William Congdon et al, NBER: Behavioral Economics and Tax Policy. Behavioral economics is changing our understanding of how economic policy operates, including tax policy. In this paper, we consider how it changes our understanding of the welfare consequences of taxation, the relative desirability of using the tax system as a platform for policy implementation, and the role of taxes as an element of policy design.

Neil Gandal, VoxEU: Obesity and price sensitivity at the supermarket. Is increasing obesity due to changes in relative food prices? High-energy density foods are less expensive per calorie than fresh fruits and vegetables. Using data from Israel, this column shows that price sensitivity has a significant impact on obesity. In fact, price sensitivity may be more crucial than income.

Kelly D. Brownell, NEJM: The Public Health and Economic Benefits of Taxing Sugar-Sweetened Beverages. The US federal government, a number of states and cities, and some countries (e.g., Mexico) are considering levying taxes on sugar-sweetened beverages. The reasons to proceed are compelling. The science base linking the consumption of sugar-sweetened beverages to the risk of chronic diseases is clear. Escalating health care costs and the rising burden of diseases related to poor diet create an urgent need for solutions, thus justifying government's right to recoup costs. As with any public health intervention, the precise effect of a tax cannot be known until it is implemented and studied, but research to date suggests that a tax on sugar-sweetened beverages would have strong positive effects on reducing consumption. In addition, the tax has the potential to generate substantial revenue to prevent obesity and address other external costs resulting from the consumption of sugar-sweetened beverages, as well as to fund other health-related programs.

Robert N. Stavins et al, Harvard: Too Good to Be True? An Examination of Three Economic Assessments of California Climate Change Policy. California studies substantially underestimate the cost of meeting California’s 2020 target. They underestimate costs by omitting important components of the costs of emission reduction efforts, and by overestimating offsetting savings that some of those efforts yield through improved energy efficiency. In some cases, the studies focus on the costs of particular actions to reduce emissions, but fail to consider the effectiveness and costs of policies that would be necessary to bring about such actions.


Ran Abramitzky Leah Platt Boustan, Katherine Eriksson, Stanford University, UCLA: Europe’s tired, poor, huddled masses: Self-selection and economic outcomes in the age of mass migration. We construct a novel data set of Norway-to-US migrants and their brothers. Because brothers share a family environment, the earnings of brothers who remained in Norway provide our best estimate for what migrants’ earnings would have been had they not migrated.
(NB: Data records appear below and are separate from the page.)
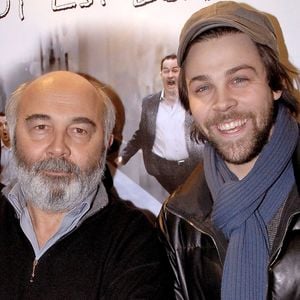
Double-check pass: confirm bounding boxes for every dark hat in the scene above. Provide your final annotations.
[177,1,278,66]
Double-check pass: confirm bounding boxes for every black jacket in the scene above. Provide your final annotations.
[0,188,173,300]
[159,142,300,300]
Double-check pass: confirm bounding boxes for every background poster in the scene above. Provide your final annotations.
[0,0,300,213]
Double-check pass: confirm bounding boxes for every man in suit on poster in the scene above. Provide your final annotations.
[116,54,202,193]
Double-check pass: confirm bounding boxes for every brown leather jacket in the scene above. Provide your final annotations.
[159,141,300,300]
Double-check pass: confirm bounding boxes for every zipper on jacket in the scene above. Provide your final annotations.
[167,208,223,265]
[30,259,38,283]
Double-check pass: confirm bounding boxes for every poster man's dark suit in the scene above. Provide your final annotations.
[121,92,203,193]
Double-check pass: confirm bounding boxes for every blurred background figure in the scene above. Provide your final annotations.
[115,54,203,193]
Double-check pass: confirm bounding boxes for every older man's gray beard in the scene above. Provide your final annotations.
[14,151,105,212]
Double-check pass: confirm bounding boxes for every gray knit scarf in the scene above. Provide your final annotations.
[204,105,299,300]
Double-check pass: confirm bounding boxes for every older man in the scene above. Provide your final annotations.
[0,71,172,299]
A naive comparison of all Norwegian-born men residing in Norway and the US produces returns to migration of 93 percent for those leaving rural areas and 42 percent for those leaving urban areas. Larger within-brother estimates of the returns to migration from urban areas suggest a process of negative selection.

The Economists Global frightening Debt Watch.

Tim Harford: The Economist’s Guide to Happiness. Spend less time with your children. Don’t underestimate the benefits of a divorce. Never serve dog food at a dinner party. These are some of the unexpected revelations to have emerged from an unlikely combination: happiness, and economists.